Zinobeatz: Privat mag ich den Street Vibe mit 90 BPM, aber so wirklich festlegen kann ich mich nicht. Ich genieße die Vielfalt. Als gute:r Produzent:in sollte man in jedem Genre was Gutes auf die Beine stellen können, aber dann doch schon auch sein Fachgebiet haben – ein Genre, in dem man herausragt, welches man am meisten fühlt. Dann ist es eigentlich auch nicht schwer, sich anzupassen. Richtung Dancehall, Richtung Afro-Trap, wo ich auch schon für eine Goldplatte produziert habe, etc.

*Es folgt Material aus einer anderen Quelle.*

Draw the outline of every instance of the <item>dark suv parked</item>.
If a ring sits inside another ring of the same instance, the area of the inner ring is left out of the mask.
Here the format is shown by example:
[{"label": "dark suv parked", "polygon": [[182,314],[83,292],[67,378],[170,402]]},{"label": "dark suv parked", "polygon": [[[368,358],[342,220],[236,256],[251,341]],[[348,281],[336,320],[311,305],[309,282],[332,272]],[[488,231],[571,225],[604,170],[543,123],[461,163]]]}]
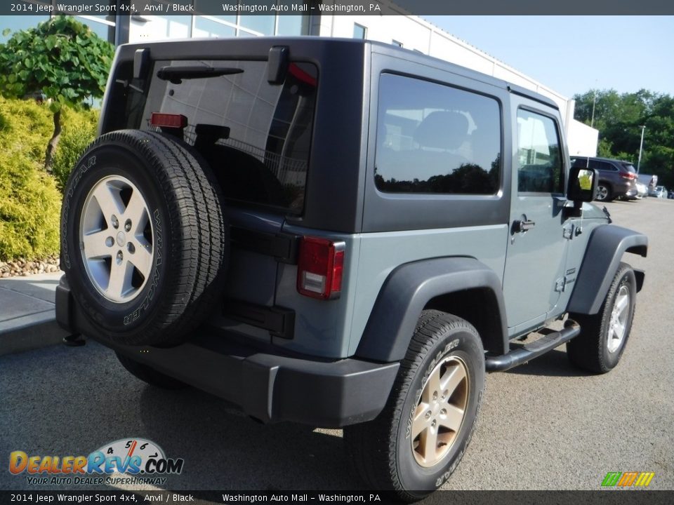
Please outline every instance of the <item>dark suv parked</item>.
[{"label": "dark suv parked", "polygon": [[598,172],[597,200],[637,198],[637,170],[629,161],[588,156],[571,156],[571,161],[574,167],[587,167]]},{"label": "dark suv parked", "polygon": [[344,426],[371,488],[418,499],[486,371],[625,349],[647,239],[588,203],[563,133],[551,100],[390,45],[123,46],[65,189],[57,318],[150,384]]}]

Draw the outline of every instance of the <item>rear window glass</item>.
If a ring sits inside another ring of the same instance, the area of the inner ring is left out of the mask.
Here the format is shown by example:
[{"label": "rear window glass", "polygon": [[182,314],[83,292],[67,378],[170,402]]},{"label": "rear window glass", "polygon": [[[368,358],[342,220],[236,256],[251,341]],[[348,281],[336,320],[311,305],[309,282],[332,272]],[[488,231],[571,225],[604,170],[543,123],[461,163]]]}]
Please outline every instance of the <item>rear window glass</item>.
[{"label": "rear window glass", "polygon": [[157,61],[147,97],[128,94],[122,128],[159,130],[153,113],[181,114],[183,139],[209,162],[225,198],[300,214],[317,78],[308,63],[291,63],[284,83],[272,85],[266,62]]},{"label": "rear window glass", "polygon": [[498,191],[501,109],[494,98],[383,74],[377,130],[375,183],[380,191]]}]

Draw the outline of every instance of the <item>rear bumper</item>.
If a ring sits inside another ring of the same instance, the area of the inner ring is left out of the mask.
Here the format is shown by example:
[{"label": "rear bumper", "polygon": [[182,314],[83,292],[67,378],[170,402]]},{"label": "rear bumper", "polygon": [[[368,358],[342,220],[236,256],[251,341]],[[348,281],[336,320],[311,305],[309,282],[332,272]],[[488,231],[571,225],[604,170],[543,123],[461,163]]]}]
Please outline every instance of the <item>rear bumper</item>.
[{"label": "rear bumper", "polygon": [[237,343],[209,327],[175,347],[119,345],[97,338],[65,276],[56,290],[56,320],[69,331],[232,402],[263,422],[337,428],[371,420],[383,409],[399,366],[281,356]]}]

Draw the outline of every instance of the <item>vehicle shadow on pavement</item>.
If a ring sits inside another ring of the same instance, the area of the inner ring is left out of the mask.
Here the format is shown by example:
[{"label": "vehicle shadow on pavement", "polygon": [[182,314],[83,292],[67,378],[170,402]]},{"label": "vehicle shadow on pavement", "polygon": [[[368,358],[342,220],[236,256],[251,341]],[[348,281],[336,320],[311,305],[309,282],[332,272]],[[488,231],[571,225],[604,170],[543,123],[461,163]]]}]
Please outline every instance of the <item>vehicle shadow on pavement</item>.
[{"label": "vehicle shadow on pavement", "polygon": [[[145,386],[143,435],[185,461],[171,489],[355,489],[338,430],[264,425],[227,402],[190,388]],[[327,432],[327,433],[326,433]],[[170,443],[168,442],[170,440]]]},{"label": "vehicle shadow on pavement", "polygon": [[505,373],[523,375],[541,375],[546,377],[585,377],[584,372],[575,368],[569,362],[564,348],[557,349],[531,360],[528,363],[511,368]]}]

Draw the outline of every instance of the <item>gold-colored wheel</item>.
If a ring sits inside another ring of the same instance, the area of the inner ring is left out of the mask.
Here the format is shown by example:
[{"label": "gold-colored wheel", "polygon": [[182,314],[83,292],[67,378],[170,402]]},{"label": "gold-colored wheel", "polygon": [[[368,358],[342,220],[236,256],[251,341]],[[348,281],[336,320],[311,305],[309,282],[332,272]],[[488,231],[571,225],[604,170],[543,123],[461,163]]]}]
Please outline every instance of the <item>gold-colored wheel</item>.
[{"label": "gold-colored wheel", "polygon": [[463,424],[470,391],[468,370],[456,356],[443,358],[423,385],[412,420],[412,454],[421,466],[449,452]]}]

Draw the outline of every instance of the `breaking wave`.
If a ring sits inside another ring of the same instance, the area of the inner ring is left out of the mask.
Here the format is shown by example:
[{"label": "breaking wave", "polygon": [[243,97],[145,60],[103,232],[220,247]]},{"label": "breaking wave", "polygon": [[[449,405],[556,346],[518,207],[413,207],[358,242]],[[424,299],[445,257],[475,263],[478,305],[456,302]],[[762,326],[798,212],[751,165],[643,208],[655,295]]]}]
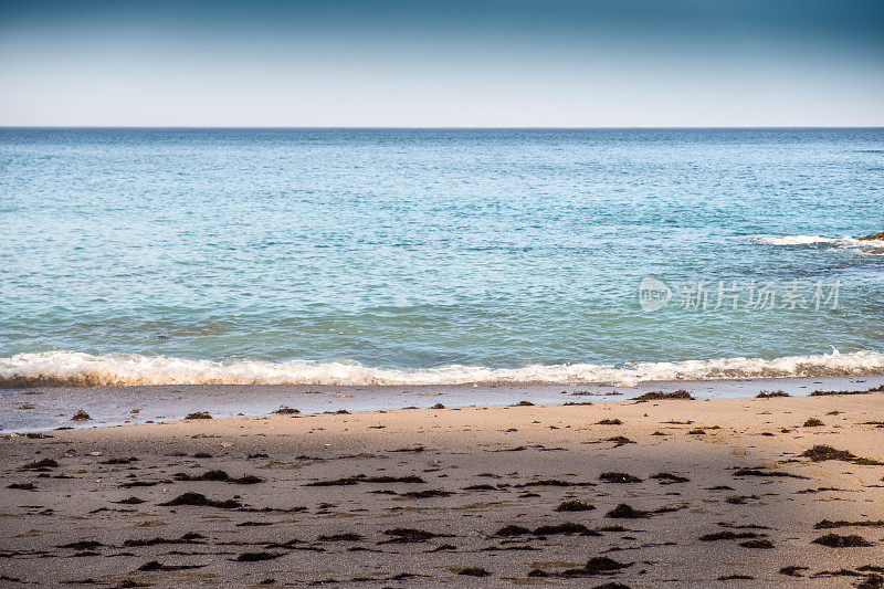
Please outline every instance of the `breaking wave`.
[{"label": "breaking wave", "polygon": [[708,380],[862,376],[884,374],[884,354],[854,351],[815,356],[720,358],[674,362],[532,365],[486,368],[371,368],[357,362],[306,360],[210,361],[137,354],[91,355],[76,351],[19,354],[0,358],[0,387],[91,387],[136,385],[463,385],[613,382],[631,386],[653,380]]},{"label": "breaking wave", "polygon": [[782,236],[766,236],[758,238],[758,243],[766,243],[768,245],[812,245],[817,243],[824,243],[841,250],[853,250],[860,253],[881,254],[881,249],[884,248],[882,240],[857,240],[850,236],[844,238],[825,238],[822,235],[782,235]]}]

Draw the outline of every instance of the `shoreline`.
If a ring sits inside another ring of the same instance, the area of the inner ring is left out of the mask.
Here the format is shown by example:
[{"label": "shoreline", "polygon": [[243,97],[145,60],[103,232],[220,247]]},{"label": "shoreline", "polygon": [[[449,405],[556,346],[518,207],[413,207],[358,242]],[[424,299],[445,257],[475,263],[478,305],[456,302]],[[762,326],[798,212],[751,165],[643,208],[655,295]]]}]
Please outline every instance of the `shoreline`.
[{"label": "shoreline", "polygon": [[884,565],[882,449],[880,393],[1,437],[0,555],[41,586],[850,587]]},{"label": "shoreline", "polygon": [[[519,401],[564,404],[630,400],[650,391],[686,390],[696,399],[749,399],[761,391],[807,396],[815,390],[863,391],[884,386],[884,375],[777,377],[612,383],[345,385],[150,385],[0,389],[0,434],[59,428],[107,428],[170,422],[189,413],[213,418],[266,417],[283,407],[301,414],[347,411],[503,407]],[[71,418],[84,411],[91,419]]]}]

„Nachts setze ich mich auch mal für ein paar Stunden an Samples […] und da machen die offenen Kopfhörer extrem viel Spaß. Man fühlt den Raum deutlich mehr, hat einfach etwas mehr Freiheit und nicht das Gefühl eingeschlossen zu sein.“

beyerdynamic: Welchen Kopfhörer nutzt du am häufigsten und inwiefern kommt er bei deiner Arbeit zum Einsatz?

Zinobeatz: Ich muss eingangs sagen, dass ich schon immer ein Fan von beyerdynamic war und seit jeher Kopfhörer der PRO Serie nutze. Den Anfang hat dabei natürlich der Klassiker DT 770 PRO gemacht. Der darf in keiner Gesangskabine fehlen. Der Komfort ist so genial, der Sound so neutral, dass man sich einfach perfekt auf die Vocals konzentrieren kann. Ich hatte noch nie eine:n Künstler:in in meinem Studio, welche:r die Kopfhörer nicht mochte. Beim Gitarre spielen trage ich die übrigens auch. Dann gibt es noch die offene Variante, den DT 990 PRO. Der kommt bei mir privat im Home-Office zum Einsatz. Nachts setze ich mich auch mal für ein paar Stunden an Samples, die ich geschickt bekomme und da machen die offenen Kopfhörer extrem viel Spaß. Man fühlt den Raum deutlich mehr, hat einfach etwas mehr Freiheit und nicht das Gefühl eingeschlossen zu sein. Beim Produzieren selbst, benutze ich primär Lautsprecher.

Zinobeatz im Studio

beyerdynamic: Was steht bei dir für 2022 auf der Agenda? Worauf dürfen wir uns freuen?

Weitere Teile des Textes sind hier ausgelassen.